When I was at uni my room was covered in photos. A montage
of memories and a mash-up of friendship circles, nights out, gigs and camping
trips. Just looking at that wall used to cheer me up as I faced a glum deadline
or was missing friends who were on campuses at other ends of the country. It
was only when I recently transferred our holiday pics to my computer
that I realised with a strange feeling of guilt that my initial reaction to
dumping the files onto my Desktop was to then do a bulk upload to Facebook and
create a new album. Not entirely a bad thing, Facebook has become the place
where we dip in and out of each other’s lives with a swipe of the finger or a
double tap.
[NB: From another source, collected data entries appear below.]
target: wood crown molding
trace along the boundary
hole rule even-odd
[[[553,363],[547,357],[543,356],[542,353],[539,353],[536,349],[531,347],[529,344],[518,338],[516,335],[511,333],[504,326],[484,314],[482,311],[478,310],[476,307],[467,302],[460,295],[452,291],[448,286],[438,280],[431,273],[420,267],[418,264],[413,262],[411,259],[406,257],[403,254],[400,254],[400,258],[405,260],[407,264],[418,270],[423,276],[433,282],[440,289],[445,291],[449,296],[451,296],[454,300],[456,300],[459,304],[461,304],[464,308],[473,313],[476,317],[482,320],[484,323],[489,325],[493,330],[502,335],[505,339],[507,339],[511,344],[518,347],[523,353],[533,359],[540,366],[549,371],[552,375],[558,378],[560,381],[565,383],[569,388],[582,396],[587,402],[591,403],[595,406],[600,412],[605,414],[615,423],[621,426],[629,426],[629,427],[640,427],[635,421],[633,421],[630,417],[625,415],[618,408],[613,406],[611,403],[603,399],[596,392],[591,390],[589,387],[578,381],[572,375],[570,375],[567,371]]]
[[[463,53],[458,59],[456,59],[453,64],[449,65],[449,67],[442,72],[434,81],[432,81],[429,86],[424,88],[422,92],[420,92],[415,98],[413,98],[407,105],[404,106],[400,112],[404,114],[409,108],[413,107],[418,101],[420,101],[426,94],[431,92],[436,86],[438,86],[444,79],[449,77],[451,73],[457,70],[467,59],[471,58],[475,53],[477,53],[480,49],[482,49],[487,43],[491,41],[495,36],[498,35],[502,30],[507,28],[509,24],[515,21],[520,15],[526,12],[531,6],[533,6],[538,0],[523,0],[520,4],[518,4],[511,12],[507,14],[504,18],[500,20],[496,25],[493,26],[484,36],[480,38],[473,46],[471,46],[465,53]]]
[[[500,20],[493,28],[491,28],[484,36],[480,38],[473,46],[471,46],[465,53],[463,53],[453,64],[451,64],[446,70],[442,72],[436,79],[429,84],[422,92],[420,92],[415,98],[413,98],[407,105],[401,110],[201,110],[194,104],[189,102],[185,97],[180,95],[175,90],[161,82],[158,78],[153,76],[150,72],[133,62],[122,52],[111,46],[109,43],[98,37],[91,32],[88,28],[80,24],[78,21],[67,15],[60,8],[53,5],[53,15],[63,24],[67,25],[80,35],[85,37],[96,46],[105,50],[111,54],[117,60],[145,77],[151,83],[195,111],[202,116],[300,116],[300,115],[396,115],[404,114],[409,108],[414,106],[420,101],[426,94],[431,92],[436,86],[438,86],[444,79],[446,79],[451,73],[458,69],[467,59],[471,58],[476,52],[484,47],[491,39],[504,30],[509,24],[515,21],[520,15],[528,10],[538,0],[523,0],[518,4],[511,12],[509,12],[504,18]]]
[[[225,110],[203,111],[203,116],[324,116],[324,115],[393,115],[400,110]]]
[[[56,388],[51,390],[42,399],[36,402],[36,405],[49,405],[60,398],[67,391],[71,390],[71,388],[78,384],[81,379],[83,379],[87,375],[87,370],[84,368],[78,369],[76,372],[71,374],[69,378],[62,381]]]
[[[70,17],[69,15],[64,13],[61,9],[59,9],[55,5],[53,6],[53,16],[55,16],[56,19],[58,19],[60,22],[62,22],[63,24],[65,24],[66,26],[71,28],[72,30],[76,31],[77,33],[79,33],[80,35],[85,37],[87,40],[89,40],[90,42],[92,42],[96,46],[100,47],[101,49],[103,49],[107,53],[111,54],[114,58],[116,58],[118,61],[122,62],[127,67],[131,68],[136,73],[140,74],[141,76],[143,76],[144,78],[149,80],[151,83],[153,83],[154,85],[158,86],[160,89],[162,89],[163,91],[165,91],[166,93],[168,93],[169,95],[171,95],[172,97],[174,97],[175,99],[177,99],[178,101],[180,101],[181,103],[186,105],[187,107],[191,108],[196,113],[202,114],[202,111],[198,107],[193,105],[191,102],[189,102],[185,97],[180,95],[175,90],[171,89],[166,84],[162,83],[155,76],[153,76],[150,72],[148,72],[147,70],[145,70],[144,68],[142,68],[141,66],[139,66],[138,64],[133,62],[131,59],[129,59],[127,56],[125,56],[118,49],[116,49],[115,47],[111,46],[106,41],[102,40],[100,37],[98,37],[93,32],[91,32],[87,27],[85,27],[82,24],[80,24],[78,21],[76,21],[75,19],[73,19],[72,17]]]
Much better than an after-dinner slideshow presentation of various
angles of cactus plants or our beach buggy road trip.
But still.
I would rather my first reaction to be to order prints to be
delivered, archive them in a real touchy-feely, chunky album. Have it for years
to come on a shelf for a rainy Tuesday evening, to leaf through actual
photographs with inky scrawled writing on the back with names, dates, places
and exclamation marks. My parents’ house is teeming with photos, their kitchen
door is our wall of fame, from first steps and fancy dress, to graduation,
barbeques and birthdays. Each photo competing for space but each face beaming
or squinting into the sunlight, sometimes blurry where one of us moved before
the camera had snapped. Christmas jumpers and corduroys, dungarees and baggy
hoodies, wetsuits and Easter bonnets, mark our family’s history and I love
soaking it in whenever I’m home.
In those years down the lane I want my future children to
inherit tomes of our travels and have that shared experience of crowding around
a sofa and laughing at haircuts and board shorts. I don’t want them to inherit
passwords and security questions and number of likes.
So that’s that. I’ve ordered prints and I’m making an album
and I’ve made myself a little oath to not rely on a digital wall but to
actually make these happy times and small moments of blissful light actual real
physical things, on bookshelves and mantelpieces.